Folk CD of the month: Norma Waterson & Eliza Carthy with the Gift Band: Anchor review

(Topic Records)

In folk, there are people you always expect to be there, sowing the seeds, ploughing the fields, releasing music as if it was as rooted in their bones as the turning of the seasons. The Waterson-Carthys are one of these tribes – and indeed Eliza Carthy and Marry Waterson have had a busy few years – but matriarch Norma has been understandably quiet, since serious illness left her in a coma in 2010. After it, she had to teach herself how to walk and talk again, in her 70s, which makes the release of this record even more extraordinary.

Recorded as live in a chapel in the family’s home town, Yorkshire’s Robin Hood’s Bay, and with a full, rousing band, Anchor is as steadfast and timeless as its title implies. Not that it is a record of ancient lore: it is a broadminded, spellbinding and often surprising collection of songs, celebrating the influences on the family and their friends. It begins with Norma singing Tom Waits’ Strange Weather, her voice warm and gently rough, as it dashes through lyrics playfully (“I believe that brandy’s mine”) and with well-worn resignation (“all over the world strangers / Talk only about the weather”). This combination of deep joy and bruised bar-room melancholy sets the tone for this record, making it sing.

Traditional numbers sit alongside newer songs like old friends. The Elfin Knight storms and rages, announced by thundering strings, while KT Tunstall’s Shanty of the Whale becomes an experimental, atmospheric delight. Norma’s cover of Nick Lowe’s The Beast in Me, famously covered by Johnny Cash, is particularly moving, and there are many songs about stars and our place in the world, including Eliza’s glorious romp through The Galaxy Song from Monty Python’s The Meaning of Life. The record ends beautifully with a singalong of Twinkle, Twinkle, Little Star, reminding us how music connects generations of families, and keeps sparkling long after we’ve gone.

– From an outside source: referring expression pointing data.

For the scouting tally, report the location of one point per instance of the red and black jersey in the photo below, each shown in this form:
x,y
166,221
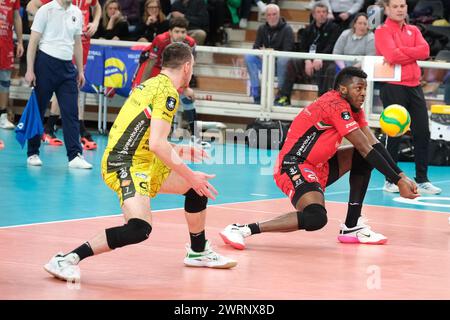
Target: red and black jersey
x,y
155,51
317,131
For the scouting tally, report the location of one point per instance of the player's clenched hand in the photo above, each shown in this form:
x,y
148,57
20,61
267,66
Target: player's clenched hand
x,y
201,185
406,189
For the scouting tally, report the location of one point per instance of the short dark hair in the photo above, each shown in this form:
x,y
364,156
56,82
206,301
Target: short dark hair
x,y
359,14
345,76
178,22
176,54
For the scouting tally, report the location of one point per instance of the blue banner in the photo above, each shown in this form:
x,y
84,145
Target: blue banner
x,y
95,69
120,65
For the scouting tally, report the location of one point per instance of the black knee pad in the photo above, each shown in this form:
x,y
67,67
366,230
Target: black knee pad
x,y
313,217
194,203
135,231
359,165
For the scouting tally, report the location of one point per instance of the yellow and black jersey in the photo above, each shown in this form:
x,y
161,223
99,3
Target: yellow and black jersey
x,y
155,98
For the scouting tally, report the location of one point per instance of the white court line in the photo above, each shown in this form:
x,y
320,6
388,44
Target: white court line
x,y
419,201
223,206
119,214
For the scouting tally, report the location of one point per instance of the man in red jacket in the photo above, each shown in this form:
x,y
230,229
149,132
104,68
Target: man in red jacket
x,y
403,44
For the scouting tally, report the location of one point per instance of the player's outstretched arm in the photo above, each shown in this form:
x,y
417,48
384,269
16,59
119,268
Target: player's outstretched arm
x,y
159,131
371,155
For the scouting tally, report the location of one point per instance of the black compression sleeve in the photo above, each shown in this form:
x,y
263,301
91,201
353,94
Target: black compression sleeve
x,y
378,162
382,150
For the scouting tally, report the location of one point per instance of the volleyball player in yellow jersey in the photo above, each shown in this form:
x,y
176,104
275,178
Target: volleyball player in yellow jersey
x,y
139,162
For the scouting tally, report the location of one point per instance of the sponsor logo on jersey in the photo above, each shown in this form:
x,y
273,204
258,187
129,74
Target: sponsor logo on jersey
x,y
346,115
171,103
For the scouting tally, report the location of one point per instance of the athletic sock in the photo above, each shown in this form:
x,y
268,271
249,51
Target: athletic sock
x,y
198,241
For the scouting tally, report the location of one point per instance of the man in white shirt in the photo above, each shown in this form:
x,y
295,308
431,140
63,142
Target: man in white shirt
x,y
57,28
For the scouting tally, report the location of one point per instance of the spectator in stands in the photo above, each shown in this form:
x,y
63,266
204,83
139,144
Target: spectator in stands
x,y
246,6
403,44
356,41
275,34
319,37
196,12
113,25
130,11
57,29
343,11
89,29
10,17
153,22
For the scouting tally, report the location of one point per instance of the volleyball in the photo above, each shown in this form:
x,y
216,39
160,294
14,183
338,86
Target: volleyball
x,y
395,120
115,73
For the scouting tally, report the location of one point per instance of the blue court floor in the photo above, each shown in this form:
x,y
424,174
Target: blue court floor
x,y
54,192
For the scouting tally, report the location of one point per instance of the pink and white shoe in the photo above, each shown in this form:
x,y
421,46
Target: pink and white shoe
x,y
361,233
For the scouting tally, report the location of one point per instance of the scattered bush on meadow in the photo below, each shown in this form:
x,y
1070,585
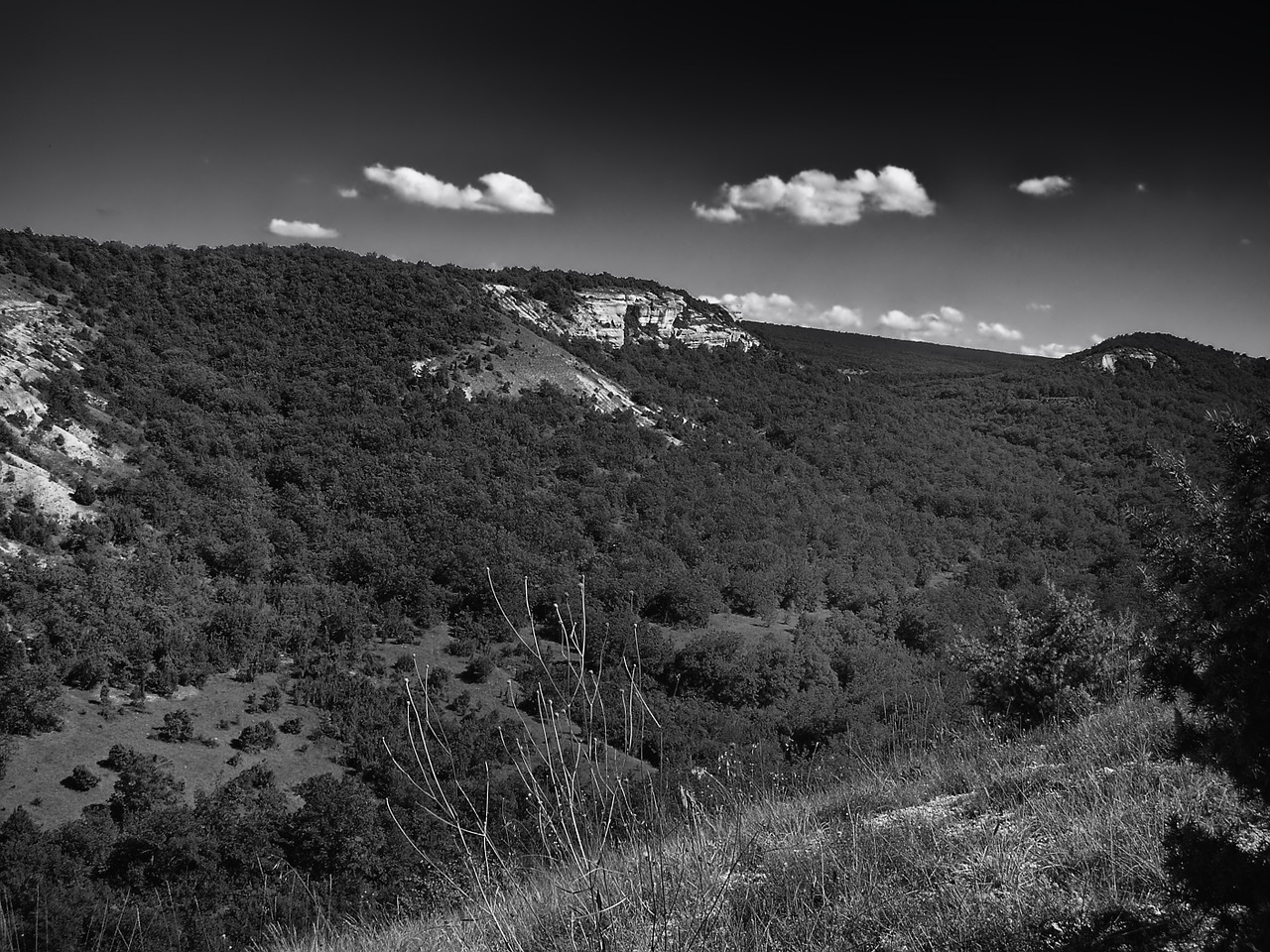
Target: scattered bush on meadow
x,y
178,728
257,738
81,779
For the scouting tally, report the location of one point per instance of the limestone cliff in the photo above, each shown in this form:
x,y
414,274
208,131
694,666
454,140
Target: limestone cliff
x,y
615,316
1110,359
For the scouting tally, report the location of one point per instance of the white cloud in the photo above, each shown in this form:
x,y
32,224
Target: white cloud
x,y
898,320
817,197
726,213
931,325
1046,186
783,308
1048,350
302,229
1000,331
502,191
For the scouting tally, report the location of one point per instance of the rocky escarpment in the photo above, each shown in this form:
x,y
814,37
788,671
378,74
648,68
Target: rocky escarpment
x,y
615,316
1109,361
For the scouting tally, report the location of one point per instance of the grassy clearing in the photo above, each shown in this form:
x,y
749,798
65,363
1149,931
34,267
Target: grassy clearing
x,y
1047,842
40,763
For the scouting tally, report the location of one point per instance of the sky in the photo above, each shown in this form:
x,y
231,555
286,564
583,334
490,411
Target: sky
x,y
1030,185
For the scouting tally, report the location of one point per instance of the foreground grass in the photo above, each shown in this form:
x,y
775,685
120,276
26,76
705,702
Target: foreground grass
x,y
1048,842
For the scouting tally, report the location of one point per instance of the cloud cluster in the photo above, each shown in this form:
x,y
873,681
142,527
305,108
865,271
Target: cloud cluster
x,y
817,197
302,229
781,308
933,325
1048,350
998,331
1046,186
502,191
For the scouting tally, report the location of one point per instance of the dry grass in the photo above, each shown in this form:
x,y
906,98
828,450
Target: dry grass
x,y
40,763
1047,842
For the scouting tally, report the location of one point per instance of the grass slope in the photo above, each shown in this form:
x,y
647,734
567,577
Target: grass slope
x,y
1052,841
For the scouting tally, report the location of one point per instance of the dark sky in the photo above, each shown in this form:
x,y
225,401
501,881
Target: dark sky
x,y
612,136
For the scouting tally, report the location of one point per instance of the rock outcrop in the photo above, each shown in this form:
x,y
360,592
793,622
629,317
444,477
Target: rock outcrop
x,y
1110,359
613,316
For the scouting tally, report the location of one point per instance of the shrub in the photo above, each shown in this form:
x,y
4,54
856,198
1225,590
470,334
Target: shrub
x,y
272,699
178,726
479,667
81,779
257,738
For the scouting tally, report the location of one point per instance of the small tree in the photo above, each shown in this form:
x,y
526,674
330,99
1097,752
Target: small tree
x,y
1211,574
1048,666
178,726
257,738
81,779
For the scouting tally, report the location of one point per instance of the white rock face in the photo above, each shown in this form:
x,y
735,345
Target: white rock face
x,y
1110,359
601,315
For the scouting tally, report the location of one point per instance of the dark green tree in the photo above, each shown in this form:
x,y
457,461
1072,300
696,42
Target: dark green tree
x,y
1210,571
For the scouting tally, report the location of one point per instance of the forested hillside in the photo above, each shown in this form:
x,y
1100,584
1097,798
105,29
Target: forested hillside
x,y
299,503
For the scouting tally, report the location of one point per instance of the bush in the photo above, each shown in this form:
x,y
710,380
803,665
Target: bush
x,y
1053,665
272,699
257,738
479,667
178,726
81,779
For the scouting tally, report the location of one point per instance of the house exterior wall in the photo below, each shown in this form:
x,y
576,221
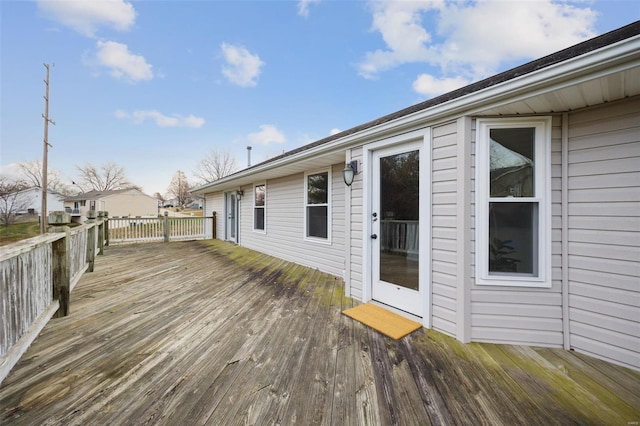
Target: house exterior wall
x,y
355,280
604,231
128,204
523,315
285,227
445,266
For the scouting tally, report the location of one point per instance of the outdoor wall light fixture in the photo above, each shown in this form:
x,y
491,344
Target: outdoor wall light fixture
x,y
349,172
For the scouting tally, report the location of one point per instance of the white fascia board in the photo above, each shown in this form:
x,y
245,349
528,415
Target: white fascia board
x,y
607,60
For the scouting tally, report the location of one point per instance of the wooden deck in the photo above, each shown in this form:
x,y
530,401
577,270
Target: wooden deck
x,y
209,333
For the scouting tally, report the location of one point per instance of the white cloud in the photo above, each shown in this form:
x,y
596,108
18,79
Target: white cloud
x,y
400,24
267,135
160,119
243,68
86,16
473,39
122,64
303,7
430,86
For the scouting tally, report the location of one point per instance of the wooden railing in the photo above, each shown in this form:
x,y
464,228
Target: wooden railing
x,y
36,278
140,229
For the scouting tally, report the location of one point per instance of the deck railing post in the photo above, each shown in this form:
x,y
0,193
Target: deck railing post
x,y
213,221
92,234
101,232
106,228
61,262
166,226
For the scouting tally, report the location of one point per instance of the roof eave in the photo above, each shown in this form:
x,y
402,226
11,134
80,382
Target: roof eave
x,y
610,58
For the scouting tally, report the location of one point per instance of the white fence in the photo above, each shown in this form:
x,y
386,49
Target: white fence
x,y
140,229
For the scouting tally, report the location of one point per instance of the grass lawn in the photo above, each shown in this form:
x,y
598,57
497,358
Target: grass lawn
x,y
18,231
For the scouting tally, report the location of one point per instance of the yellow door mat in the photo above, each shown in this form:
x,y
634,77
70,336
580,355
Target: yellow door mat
x,y
386,322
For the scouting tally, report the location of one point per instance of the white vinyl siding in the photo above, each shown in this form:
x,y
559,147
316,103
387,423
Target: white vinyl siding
x,y
445,266
527,316
285,224
604,232
355,283
214,203
259,196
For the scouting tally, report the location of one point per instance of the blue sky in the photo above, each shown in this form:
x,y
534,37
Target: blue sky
x,y
155,85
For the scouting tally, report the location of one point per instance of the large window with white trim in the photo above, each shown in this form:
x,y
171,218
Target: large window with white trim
x,y
259,207
317,205
513,202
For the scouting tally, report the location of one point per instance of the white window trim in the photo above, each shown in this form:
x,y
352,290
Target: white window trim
x,y
543,197
254,207
329,208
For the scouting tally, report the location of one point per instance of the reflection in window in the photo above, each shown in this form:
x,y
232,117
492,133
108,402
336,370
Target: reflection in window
x,y
511,162
513,208
513,242
259,193
317,205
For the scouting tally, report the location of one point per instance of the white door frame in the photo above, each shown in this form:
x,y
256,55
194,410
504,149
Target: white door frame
x,y
229,199
422,139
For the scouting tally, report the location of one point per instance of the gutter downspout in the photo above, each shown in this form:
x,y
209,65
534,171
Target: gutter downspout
x,y
566,336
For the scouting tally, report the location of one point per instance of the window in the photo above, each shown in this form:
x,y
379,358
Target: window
x,y
259,203
317,189
513,193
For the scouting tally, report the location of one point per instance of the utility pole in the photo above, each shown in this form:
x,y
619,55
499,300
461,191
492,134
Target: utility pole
x,y
45,151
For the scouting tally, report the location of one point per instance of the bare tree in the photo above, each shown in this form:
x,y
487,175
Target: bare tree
x,y
215,165
31,173
179,188
10,200
106,177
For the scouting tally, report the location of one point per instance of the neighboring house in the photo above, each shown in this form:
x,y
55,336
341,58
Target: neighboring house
x,y
507,211
30,201
129,202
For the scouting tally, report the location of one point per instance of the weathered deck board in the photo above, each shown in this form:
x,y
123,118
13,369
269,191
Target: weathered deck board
x,y
209,333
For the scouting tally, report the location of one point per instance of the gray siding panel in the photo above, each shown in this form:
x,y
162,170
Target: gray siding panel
x,y
527,316
604,232
284,234
357,205
444,208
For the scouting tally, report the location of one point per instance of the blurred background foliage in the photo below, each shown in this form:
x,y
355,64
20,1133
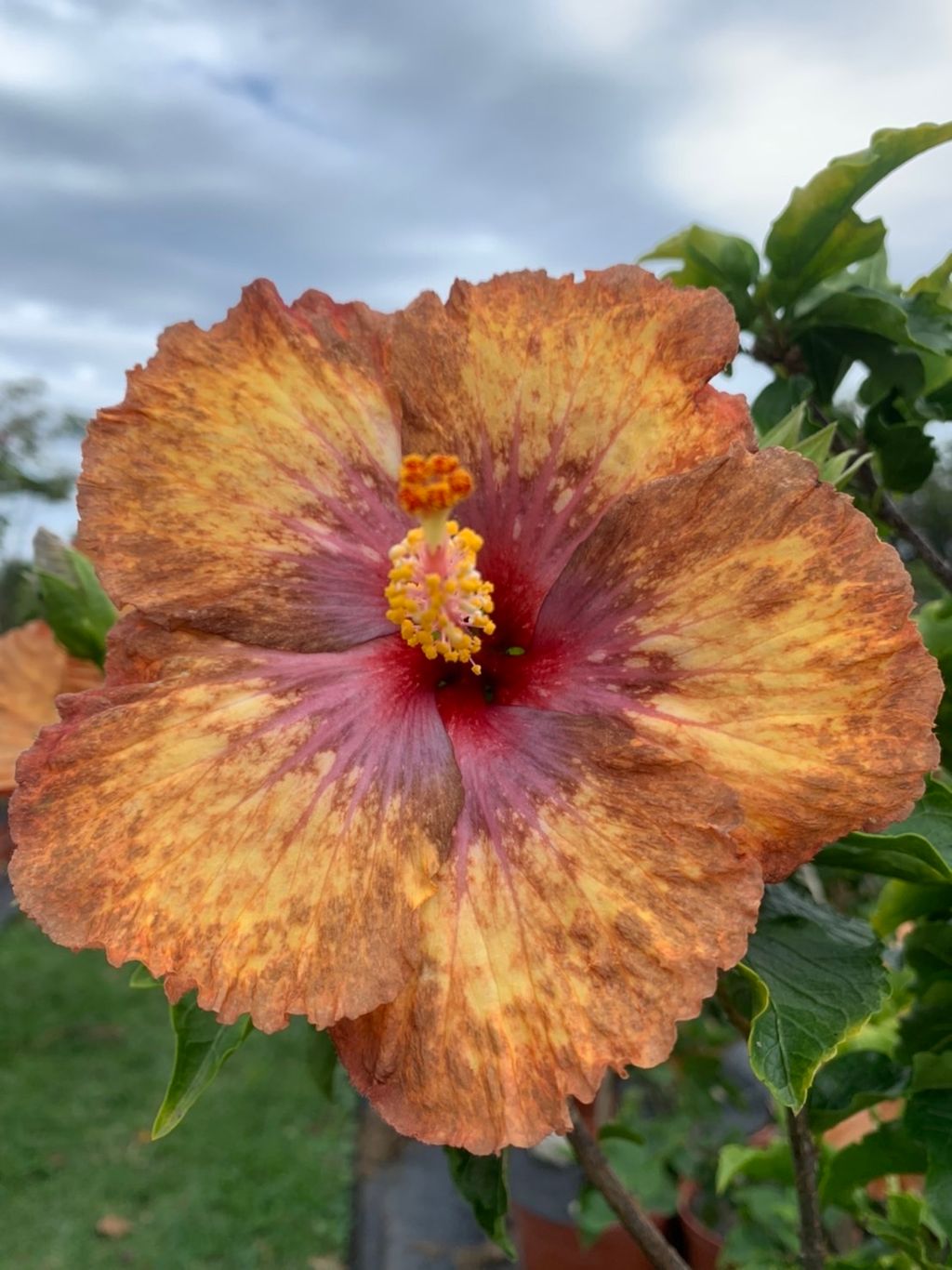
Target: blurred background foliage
x,y
837,1030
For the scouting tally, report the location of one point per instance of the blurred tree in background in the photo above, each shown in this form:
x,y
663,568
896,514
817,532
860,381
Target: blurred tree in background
x,y
32,430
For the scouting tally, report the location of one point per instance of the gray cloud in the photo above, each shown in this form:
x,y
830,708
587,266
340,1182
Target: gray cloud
x,y
156,155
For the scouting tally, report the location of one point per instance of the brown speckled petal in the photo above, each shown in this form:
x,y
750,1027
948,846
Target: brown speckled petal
x,y
589,898
33,670
560,396
746,616
245,485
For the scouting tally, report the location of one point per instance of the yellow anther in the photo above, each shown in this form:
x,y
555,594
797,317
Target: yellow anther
x,y
431,485
434,593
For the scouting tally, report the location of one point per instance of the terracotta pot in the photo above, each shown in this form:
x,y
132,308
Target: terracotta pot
x,y
855,1127
548,1245
702,1246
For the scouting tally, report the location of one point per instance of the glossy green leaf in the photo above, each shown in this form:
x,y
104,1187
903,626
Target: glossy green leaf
x,y
202,1045
816,978
892,1148
917,850
928,1026
906,901
928,951
928,1119
774,403
141,978
851,1082
73,604
323,1064
482,1180
937,282
910,322
934,623
771,1163
817,232
712,259
932,1072
642,1170
787,430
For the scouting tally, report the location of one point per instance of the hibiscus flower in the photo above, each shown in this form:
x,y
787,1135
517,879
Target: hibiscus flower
x,y
492,797
33,672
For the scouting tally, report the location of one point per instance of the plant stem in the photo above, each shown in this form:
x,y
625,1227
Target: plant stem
x,y
889,513
779,353
632,1217
813,1239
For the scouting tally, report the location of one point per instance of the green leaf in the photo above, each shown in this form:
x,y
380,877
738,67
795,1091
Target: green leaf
x,y
928,1119
714,259
642,1170
930,1024
787,430
771,1163
906,455
917,850
323,1064
816,977
817,232
73,604
202,1045
483,1183
889,1149
932,1072
906,901
910,322
851,1082
775,403
935,628
937,284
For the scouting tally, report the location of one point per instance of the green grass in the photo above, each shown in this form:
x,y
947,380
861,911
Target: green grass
x,y
258,1175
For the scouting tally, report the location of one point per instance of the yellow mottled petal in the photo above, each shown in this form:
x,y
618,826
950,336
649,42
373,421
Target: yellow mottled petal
x,y
747,617
245,485
559,396
33,670
590,895
260,826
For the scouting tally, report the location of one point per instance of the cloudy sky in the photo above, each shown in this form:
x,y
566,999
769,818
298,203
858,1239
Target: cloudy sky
x,y
157,153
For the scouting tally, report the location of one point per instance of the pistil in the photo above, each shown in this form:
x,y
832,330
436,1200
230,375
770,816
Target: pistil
x,y
435,594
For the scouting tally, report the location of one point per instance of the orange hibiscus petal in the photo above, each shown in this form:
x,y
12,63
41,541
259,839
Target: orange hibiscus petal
x,y
560,396
589,898
245,485
258,825
747,616
33,670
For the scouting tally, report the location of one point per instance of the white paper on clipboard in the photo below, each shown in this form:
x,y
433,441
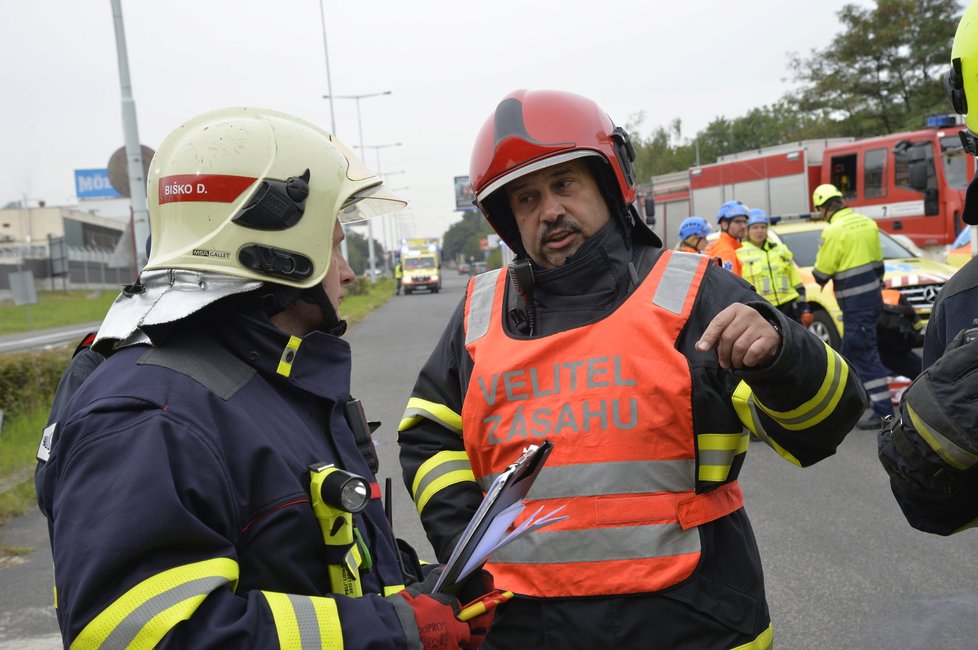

Other folk picks this month

For those who like paddling in the psych side of folk, Modern StudiesWelcome Strangers is a fantastic collection of woozy, lovely songs, while A Year in the Country’s Audio Albion is the latest brilliant release in an ongoing project to map landscape and memory through eerie instrumentals and twisted takes on folk culture. If you prefer languid, radio-friendly folk, Hannah Sanders & Ben Savage’s Awake is a particularly flawless example, while Will Finn and Rosie Calvert’s Beneath This Place offers an unexpectedly lovely twist on trad, with steel pans fluttering light into old ballads.